Serendipitous Chance: Resonate Festival Reviewed | The Quietus

Serendipitous Chance: Resonate Festival Reviewed

Tristan Bath divulges a plethora of learnings collated while visiting this year's edition of the Belgrade festival.

This city’s time is now

Resonate is a truly unique festival. It’s partly a tech conference, partly a music festival, and partly a series of curated club nights, all taking place in disparate venues throughout the city of Belgrade. Pulling in several directions and covering a whole lot of ground over its six day programme, the overarching theme binding it all together winds up being the Serbian capital itself. For many of us in attendance, it’ll be the first time we’ve ever ventured to the city, while for several of the mostly German, American and British designers, programmers, and tech companies, the trip has become an annual tradition. What to imagine of life in the so-called Yugosphere is beyond the British mind, lying as it does between East and West, nestled between other balkan states like the forgotten kid towards the back of the classroom, still sitting on the naughty step just outside the borders of the EU.

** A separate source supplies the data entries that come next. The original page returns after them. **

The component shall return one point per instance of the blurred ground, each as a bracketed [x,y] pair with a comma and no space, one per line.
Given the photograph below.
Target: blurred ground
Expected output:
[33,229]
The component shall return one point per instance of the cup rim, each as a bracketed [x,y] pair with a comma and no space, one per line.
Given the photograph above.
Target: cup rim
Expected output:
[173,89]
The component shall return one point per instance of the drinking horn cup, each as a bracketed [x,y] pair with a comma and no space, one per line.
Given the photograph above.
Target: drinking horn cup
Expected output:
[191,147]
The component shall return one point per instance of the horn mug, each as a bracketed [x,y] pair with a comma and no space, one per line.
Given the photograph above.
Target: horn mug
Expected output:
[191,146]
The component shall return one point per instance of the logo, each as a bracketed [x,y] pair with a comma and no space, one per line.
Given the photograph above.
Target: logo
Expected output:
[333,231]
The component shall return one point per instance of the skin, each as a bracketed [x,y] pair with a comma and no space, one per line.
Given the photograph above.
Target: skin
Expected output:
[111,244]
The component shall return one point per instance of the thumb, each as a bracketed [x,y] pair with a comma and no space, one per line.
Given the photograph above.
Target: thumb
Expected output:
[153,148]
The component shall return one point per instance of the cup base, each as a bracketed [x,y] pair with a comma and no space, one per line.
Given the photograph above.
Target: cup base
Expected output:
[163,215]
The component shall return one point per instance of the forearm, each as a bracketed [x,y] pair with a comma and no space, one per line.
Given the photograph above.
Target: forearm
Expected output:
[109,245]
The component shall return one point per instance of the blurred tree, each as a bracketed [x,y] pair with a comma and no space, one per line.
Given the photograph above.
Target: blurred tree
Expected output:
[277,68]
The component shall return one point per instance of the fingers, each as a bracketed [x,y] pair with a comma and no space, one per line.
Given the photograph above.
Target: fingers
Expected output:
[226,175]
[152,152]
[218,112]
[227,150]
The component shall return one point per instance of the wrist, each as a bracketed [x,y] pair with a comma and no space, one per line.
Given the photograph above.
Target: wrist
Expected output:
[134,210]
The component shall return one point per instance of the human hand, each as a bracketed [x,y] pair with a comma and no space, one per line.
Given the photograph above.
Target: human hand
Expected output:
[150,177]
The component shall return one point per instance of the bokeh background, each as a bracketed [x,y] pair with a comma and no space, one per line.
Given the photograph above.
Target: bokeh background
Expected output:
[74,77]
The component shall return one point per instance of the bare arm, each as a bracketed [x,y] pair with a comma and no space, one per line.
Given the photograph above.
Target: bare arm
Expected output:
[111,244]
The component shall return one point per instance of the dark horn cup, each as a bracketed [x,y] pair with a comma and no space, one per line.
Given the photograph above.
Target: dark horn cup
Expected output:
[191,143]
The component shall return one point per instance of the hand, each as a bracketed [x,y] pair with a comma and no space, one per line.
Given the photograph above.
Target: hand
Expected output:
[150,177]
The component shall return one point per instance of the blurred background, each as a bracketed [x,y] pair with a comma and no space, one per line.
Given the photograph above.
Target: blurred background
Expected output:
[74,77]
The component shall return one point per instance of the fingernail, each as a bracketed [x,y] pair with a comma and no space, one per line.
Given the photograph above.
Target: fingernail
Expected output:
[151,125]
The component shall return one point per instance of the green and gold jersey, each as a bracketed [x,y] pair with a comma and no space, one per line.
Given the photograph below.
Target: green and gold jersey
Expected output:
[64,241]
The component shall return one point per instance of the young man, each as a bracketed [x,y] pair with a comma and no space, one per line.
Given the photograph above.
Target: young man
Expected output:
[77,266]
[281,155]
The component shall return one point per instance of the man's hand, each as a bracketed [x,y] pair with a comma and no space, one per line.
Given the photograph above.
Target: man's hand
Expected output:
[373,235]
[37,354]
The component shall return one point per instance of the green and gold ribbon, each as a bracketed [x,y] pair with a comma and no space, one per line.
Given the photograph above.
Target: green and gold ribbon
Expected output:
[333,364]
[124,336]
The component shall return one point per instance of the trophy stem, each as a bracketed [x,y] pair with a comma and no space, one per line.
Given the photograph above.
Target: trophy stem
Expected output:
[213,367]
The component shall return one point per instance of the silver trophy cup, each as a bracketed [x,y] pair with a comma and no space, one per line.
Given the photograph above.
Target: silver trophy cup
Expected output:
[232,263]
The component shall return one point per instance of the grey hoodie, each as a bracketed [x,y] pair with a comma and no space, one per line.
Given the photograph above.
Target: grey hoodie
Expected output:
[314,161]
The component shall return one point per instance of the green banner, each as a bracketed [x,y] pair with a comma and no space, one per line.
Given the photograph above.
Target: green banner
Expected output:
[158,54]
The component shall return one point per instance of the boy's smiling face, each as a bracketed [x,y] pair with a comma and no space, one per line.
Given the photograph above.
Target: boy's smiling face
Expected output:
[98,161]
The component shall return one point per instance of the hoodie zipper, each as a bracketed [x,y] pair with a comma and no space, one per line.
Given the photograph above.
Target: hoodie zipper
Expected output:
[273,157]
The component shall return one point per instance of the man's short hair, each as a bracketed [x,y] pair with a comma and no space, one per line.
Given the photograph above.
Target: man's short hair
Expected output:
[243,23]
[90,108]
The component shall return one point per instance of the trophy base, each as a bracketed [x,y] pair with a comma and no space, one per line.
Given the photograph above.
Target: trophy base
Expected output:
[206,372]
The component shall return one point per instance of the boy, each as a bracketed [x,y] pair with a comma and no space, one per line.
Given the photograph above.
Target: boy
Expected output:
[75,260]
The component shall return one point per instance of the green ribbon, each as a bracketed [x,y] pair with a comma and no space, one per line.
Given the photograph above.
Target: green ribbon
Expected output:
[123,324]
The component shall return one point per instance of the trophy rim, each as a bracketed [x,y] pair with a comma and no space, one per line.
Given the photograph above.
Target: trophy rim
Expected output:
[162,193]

As a showcase, Resonate festival really makes the case for Belgrade as an international cultural centre to be reckoned with. Everything’s cheap, and large venue space is plentiful, and by the very nature of a city that’s been demolished through war dozens of times throughout history, it is a patchwork of cultures, styles, and ways of life. It’s as if the Danube literally pulls together the sporadic cultures that its waters take in on their 3,000km journey to the Black Sea – from the Ukraine and Romania, to Germany and Austria. The modern age in Europe is undoubtedly defined by the existence European Union, but Serbia’s absence from it is perhaps even more defining for those on the ground here. Slovenian philospher (born when it was still in Yugoslavia) Slavoj Žižek addressed the EU’s approach to multiculturalism in a typcially animated Guardian article back in 2011 – just when the current endemic wave of sweaty idiots pedalling anti-immigrant sentiment was just finding its feet.

South Africa has now erupted into xenophobic violence, and the Mediterranean is shamefully filled with the drowned bodies of those desperately fleeing unsafe warzones. Belgrade is hardly on the brink of collapse – in fact life here seems truly beautiful – but the scars of recent conflicts still itch. The government’s refusal to accept Kosovan autonomy continue to isolate Serbia and disallow it entry into the EU, leading to third world pay packets for many Serbs, and the only way to succeed, to emigrate. The Yugoslav Ministry of Defence and several other building are still starkly bombed out right in the centre of the city – empty husks of buildings left unrepaired since Tony Blair and NATO bombed them in 1999.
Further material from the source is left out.